If AI ends up taking over for *all* our mental activities, then what are we supposed to do with our atrophied brains? Maybe it's all a nefarious plot to turn us into H. G. Well's Eloi.

Comment Fascinating! (Score 1) 36

Now, yes, there are predictions that you could get a supermassive black hole launched into space, especially during a galaxy merger if the velocity of the smaller black hole exceeds the escape velocity of the combined galaxy.

But I'd be wary of assuming that it's a launched black hole, unless we can find the merger it comes from. There may be ways for such a black hole to form that cause the stars to be launched away rather than the black hole being flung, and if a galaxy isn't rotating fast enough to be stable, one could imagine that a sufficiently small galaxy was simply consumed by its central black hole. Both of these would seem to produce exactly the same outcome, if all we have is the black hole itself and a velocity.

I'm not going to say either of these is likely in this case, or that astronomers haven't examine them (they almost certainly have), but rather that we should be cautious until we've a clearer idea of what the astronomers have actually been able to determine or rule out.

Comment Re: Bad example (Score 1) 126

I use my iPhone or my HomePod when im actually home. This is a shit decision to buy an internet connected alarm clock. However, with Office 365, every fucking company switched to subscription, especially in software. Remember when apps were one-time buys? Recurring revenue has become the only meaningful way of driving valuation (otherwise BMW wouldn't have started charging monthly fees for seat warmers).

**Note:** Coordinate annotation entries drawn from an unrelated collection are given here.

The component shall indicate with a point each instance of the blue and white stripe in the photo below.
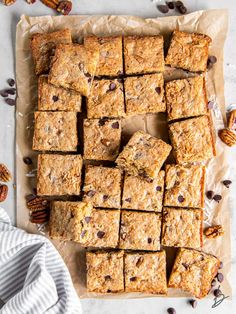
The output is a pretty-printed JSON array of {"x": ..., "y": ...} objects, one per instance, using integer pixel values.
[{"x": 33, "y": 276}]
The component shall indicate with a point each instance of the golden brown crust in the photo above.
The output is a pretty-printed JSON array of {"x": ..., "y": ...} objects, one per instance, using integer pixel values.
[
  {"x": 102, "y": 138},
  {"x": 143, "y": 54},
  {"x": 73, "y": 67},
  {"x": 192, "y": 140},
  {"x": 186, "y": 98},
  {"x": 43, "y": 48},
  {"x": 145, "y": 94},
  {"x": 110, "y": 54},
  {"x": 185, "y": 185},
  {"x": 193, "y": 271},
  {"x": 188, "y": 51},
  {"x": 106, "y": 99},
  {"x": 51, "y": 98},
  {"x": 105, "y": 271},
  {"x": 55, "y": 131},
  {"x": 59, "y": 174},
  {"x": 145, "y": 272},
  {"x": 140, "y": 231},
  {"x": 182, "y": 227}
]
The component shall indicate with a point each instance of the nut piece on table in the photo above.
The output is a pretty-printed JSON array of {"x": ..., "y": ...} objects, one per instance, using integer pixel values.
[
  {"x": 8, "y": 2},
  {"x": 214, "y": 232},
  {"x": 232, "y": 120},
  {"x": 5, "y": 174},
  {"x": 228, "y": 137},
  {"x": 3, "y": 192}
]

Comment Re:iRobot couldn't afford to operate. (Score 2, Insightful) 74

Honestly I wouldn't want the Trump administration to have a say so in what companies are allowed to acquire or get acquired. There is way too much politics involved and having Trump picking winners and losers (which let's be honest, is probably about who sucked up to him that week) is a very very bad idea. I get in 2022 this was done in the Biden administration, but really no administration should have a say so. The right answer is to have the markets sort it out by themselves and consumers should leveredge boycott more powerfully, frequently, and potently to disrupt business that abuse. I dont trust government to know what's best for me. I know what's best for me, and I trust my fellow Americans to make decisions for what's best for them without Trump's administration trying to guise itself as a guardian angel on my shoulder controlling what I have access to and not.